Over the years I have been asked, in jest, the question,"can you come live with us for a month?"
Parents are both interested in doing the right thing for their children as well as often are doubting their own abilities. There is no such thing as a quick fix and therefore I avoid answering the question of what do I do now when a child behaves in a manner other than what the parent wants. Here are some of the basics.
1. Parents are oversensitive about their children's behavior - parents are under sensitive about their children's behavior. What I mean by this is that parents often want to stop behavior in public that might portray themselves in a negative light and yet they allow behaviors in public and private that are really worthy of attending to. Also parents will let a bunch of behaviors go with a child that is two years old and even label it as cute that when it continues when the child is older they are frustrated by.

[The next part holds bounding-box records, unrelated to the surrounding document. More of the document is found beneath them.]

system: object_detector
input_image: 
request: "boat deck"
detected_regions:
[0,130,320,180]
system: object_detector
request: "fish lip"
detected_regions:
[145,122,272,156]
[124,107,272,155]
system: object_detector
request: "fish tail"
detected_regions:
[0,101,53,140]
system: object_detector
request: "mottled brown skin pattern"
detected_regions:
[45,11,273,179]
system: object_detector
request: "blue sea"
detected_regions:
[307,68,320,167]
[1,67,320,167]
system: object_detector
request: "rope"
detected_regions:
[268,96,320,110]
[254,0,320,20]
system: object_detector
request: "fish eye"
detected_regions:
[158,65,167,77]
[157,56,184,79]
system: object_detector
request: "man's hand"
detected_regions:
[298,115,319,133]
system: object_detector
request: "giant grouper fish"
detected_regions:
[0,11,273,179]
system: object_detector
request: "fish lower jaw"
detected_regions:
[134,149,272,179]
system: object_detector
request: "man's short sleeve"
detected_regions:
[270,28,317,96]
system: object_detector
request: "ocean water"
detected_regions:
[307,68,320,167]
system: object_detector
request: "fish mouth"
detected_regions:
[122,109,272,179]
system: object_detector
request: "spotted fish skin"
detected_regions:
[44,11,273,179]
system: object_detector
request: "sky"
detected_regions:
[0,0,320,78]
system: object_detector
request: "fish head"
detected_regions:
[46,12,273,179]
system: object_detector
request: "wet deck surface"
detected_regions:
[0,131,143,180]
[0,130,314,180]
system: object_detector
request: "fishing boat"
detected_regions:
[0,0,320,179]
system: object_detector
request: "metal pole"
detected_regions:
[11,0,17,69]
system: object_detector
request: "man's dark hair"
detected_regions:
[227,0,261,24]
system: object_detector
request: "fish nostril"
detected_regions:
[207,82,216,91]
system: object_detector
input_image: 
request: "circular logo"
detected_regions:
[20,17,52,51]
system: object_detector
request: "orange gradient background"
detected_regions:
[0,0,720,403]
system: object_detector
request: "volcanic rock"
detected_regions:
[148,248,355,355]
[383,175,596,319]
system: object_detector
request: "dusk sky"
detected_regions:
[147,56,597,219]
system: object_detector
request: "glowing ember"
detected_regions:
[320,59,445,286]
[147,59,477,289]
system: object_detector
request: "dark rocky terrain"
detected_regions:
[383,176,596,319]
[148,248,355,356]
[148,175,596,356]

2. Allow children to be children. They perform for audiences. These performances might be in terms of increased crying, aggressive behavior, shy behavior, hanging on, whining, running around, showing off, etc. They are all related to the change in "normal." They take their cues from you. Adults also change their behaviors and act differently when "guests" are around and children are still figuring out what this means for them. Sometimes it means testing limits that you think have been firmly set. This is a time to understand but also reinforce the limits you have set.
Here is an example: many years ago I was making a home visit to the home of a child in my class. Both parents were highly educated, they had a nanny that was with their son during the day. When I got there he was sitting on the couch waiting for me. I had never met him or his parents before but he had been told that his "Teacher" was coming. He was 3 1/2 and had no idea what the word meant. Within a few minutes he was up and moving. In the next three minutes he had run around the room, grabbed a ball and started throwing it at things on the mantel. When his father moved to stop him his wife said, "Let him be, he is just excited because his teacher is here." My reply was, No matter what the setting or the reason I don't want him to think that his behavior is acceptable just because something has changed. Had I not done this then I would have been inviting similar behavior once he got to my classroom.
Rather than allowing the parents to handle it I took it as an opportunity to model what I would do in the classroom for a child who was misbehaving. Rather than saying, "Philip, stop throwing the ball." I said, "Philip, you have a really nice ball, will you show it to me?" He walked over with it to show me. I held the ball in my hand as I talked with him about it. (I now had control of the object) I told him how much I liked balls but that they were only to be used outside where it is safe. He nodded his head. I asked him if he had toys he liked to play with inside that he would like to show me. From then on I helped him be in control of being the host rather than the adults knowing that he was the reason for the visit but not engaging him in the process. As I was leaving his mom thanked me and said that what he was like in the first few minutes was typical for whenever they had guests.
3. Meet them where they are rather than expecting them to meet you where you are. This does not mean physically. It means base your efforts by first seeking to understand how you child sees the world rather than expecting him to understand your view. Children are still learning the ability called "Perspective taking." This means being able to be empathetic, aware of others and to tailor their behaviors to accommodate the needs of others. This means becoming self censoring and self directed rather than it coming from outside (you).